Anyway, Zootopia's animals are animals—mammals, to be a lot more precise—and while the plot itself may hinge upon their being biologically different from another in a few key ways, the production design and animation embrace these differences with their respective whole hearts. One of the film's greatest pleasures is in the exploration of a bizarre and wonderful world, where a whole lot of mammals of radically different sizes and functional capabilities have come to live together for no good God damned reason. Thus is Zootopia is veritable feast for thine eyes—not endlessly inventive, but thrillingly inventive indeed, when it really wants to be.
Better yet, a lot of the animal jokes that necessarily arise out of this situation are, against all expectation, actually pretty funny. (In fact, a lot of Zootopia's plain old jokes are pretty funny, too—most of them are delivered as sarcastic asides by Jason Bateman's dickhead fox in a role that, ingeniously, does not require Bateman to project a brand of physical charisma he doesn't really possess, because the animators can do that for him. Meanwhile, Bateman's vocal talent effortlessly provides all the character's requisite half-credible half-sleaze, along with the more subtle emotions that he has to shade into his interactions with Ginnifer Goodwin's admirably straightforward performance as an admirably straightforward rabbit cop. Now, obviously: Bateman was never going to be quite good enough to redeem the name "Nick Wilde," but nobody would be, because "Nick Wilde" is the name you come up with if your character was a man with a half-decade career in VHS-era porn still ahead of him, before he became a born-again Christian; whereas it is emphatically not the name you would ever come up with if your character was a Goddamned fox, because that would just be a little too on-the-nose and dumb, do you not agree?)

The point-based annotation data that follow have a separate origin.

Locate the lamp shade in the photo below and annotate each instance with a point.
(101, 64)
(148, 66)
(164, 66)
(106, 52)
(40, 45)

But, seriously, I must say this: there's a scene with sloths—let me just get it out there, okay, it's a joke about the sloths that run the DMV. Here we essentially take a break from that dour race fable entirely—I mean, speaking frankly, it slams into the film at nothing less than a 90-degree angle to its actual message, considering that, essentially, the joke is that this one particular animal species is effectively unable to properly function—but I've got to be real with you here. The gag's infinitely funnier than it has the slightest right to be, especially when it is neither more nor is it less than the joke you already told yourself in your head, when you heard the premise was "DMV sloths." But maybe it's funny because the joke actually isn't "DMV sloths," it's "Christ on the cross, this bit is five minutes long already, and we're still not done with it yet!" It's like those jokes on Family Guy where the point is that they're insanely repetitious and terrifyingly annoying, except, for reasons I can't begin to explain even to myself, it worked for me. At any rate, it worked a whole lot better than that fucking Godfather parody—which goes on even longer than the sloths, if you can possibly believe it.